Packer deflation is accomplished by simultaneously applying a downward force and rotating to the drill string. This actuates a clutch which allows a mandrel to move downwardly, carrying a sleeve valve along with it. The sleeve valve allows connection of the packer interiors with the well bore, thereby allowing the packers to deflate.
When the tool is reset for another test and the drill stem rotated, initial pumping pumps the sleeve valve upwardly along the mandrel until it resumes its original position. Further pumping then inflates the packers again.
However, the Conover tool has various shortcomings, one of which is the lack of a straight line concentric flow path through the tool without deviations or restrictions. Therefore, there is no possibility of running special tools into the packer section after they are set.

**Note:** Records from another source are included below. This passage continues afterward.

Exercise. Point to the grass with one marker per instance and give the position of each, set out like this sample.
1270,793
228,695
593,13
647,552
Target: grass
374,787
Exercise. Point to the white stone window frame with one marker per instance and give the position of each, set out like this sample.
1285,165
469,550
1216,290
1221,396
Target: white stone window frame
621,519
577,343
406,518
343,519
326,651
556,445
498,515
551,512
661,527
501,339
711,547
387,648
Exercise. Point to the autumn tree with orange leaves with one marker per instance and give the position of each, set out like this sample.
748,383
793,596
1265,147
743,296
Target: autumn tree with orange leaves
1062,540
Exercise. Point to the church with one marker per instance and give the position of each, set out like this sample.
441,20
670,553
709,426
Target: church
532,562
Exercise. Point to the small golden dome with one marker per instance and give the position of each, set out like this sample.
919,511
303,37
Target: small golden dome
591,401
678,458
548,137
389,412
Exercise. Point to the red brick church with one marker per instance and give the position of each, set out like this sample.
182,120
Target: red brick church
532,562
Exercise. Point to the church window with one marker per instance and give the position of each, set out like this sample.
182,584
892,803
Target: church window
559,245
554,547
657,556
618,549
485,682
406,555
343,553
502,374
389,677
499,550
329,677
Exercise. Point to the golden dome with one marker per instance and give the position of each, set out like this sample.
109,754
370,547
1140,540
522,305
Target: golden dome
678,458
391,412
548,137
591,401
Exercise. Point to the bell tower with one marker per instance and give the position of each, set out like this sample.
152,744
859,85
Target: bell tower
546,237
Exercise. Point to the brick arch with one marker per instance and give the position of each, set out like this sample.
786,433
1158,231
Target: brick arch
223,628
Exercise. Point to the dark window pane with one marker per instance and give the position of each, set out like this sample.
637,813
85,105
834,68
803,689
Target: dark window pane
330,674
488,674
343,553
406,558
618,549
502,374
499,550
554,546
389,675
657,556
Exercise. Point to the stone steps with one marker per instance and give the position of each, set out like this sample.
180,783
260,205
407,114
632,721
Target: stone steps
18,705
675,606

Also, the tool is mechanically complex due to the functional cooperation required for flow and shut-in testing as well as inflation and deflation of the packers. The manner in which deflation of the packers is accomplished requires a complicated clutch and valving arrangement. It also requires a simultaneous application of weight and rotation to the drill string.
Additionally, there is no provision in the Conover tool for deflating the packers in case of a deflation system malfunction. Therefore, if the packers are set and cannot be deflated, the entire tool must remain in the well until removed by some means, not disclosed.
Further, the check and relief valves to prevent packer deflation on loss of pressure in the pump and over inflation of the packers respectively, are integral with the pump. This necessarily means that the valves are small and susceptible to early failure due to the abrasive qualities of the drilling fluid being used to inflate the packers.
In addition, the drag springs on the bow spring section of the Conover tool are pushed into and out of the well. This feature subjects the springs to buckling and breaking.
Other drag springs are shown in the prior art which are intended to be pulled, whether running in or out of a well. One example is represented by U.S. Pat. Nos. 4,042,022 and 4,077,470 to Wills, et al., and Dane, respectively. Both patents relate to drag spring assemblies wherein bow springs are fixed at either end to collars which are free to move longitudinally on a casing. Longitudinal movement of the collars is limited by a single stop collar fixed to the casing between the collars.
Another type of drag spring is set forth in U.S. Pat. No. 2,248,160 to Crawford. The centering unit of the patent uses bow springs, the top and bottom ends of which are retained by collars which are fixed against longitudinal movement. The collars are longitudinally slotted and the top and bottom ends of individual bow springs may move independently in their respective slots. The longitudinal movement of an individual bow spring end is limited. Whether the bow springs are pulled when running in or pulling out would depend on the hole diameter.
An additional type is shown in U.S. Pat. No. 3,200,884 to Solum, et al. There, the centralizer uses bow springs which are connected, at either end, to end collars. The end collars are, in turn, slidably attached to stop collars which are fixed to the casing. There is a limited amount of movement between a respective end collar and stop collar.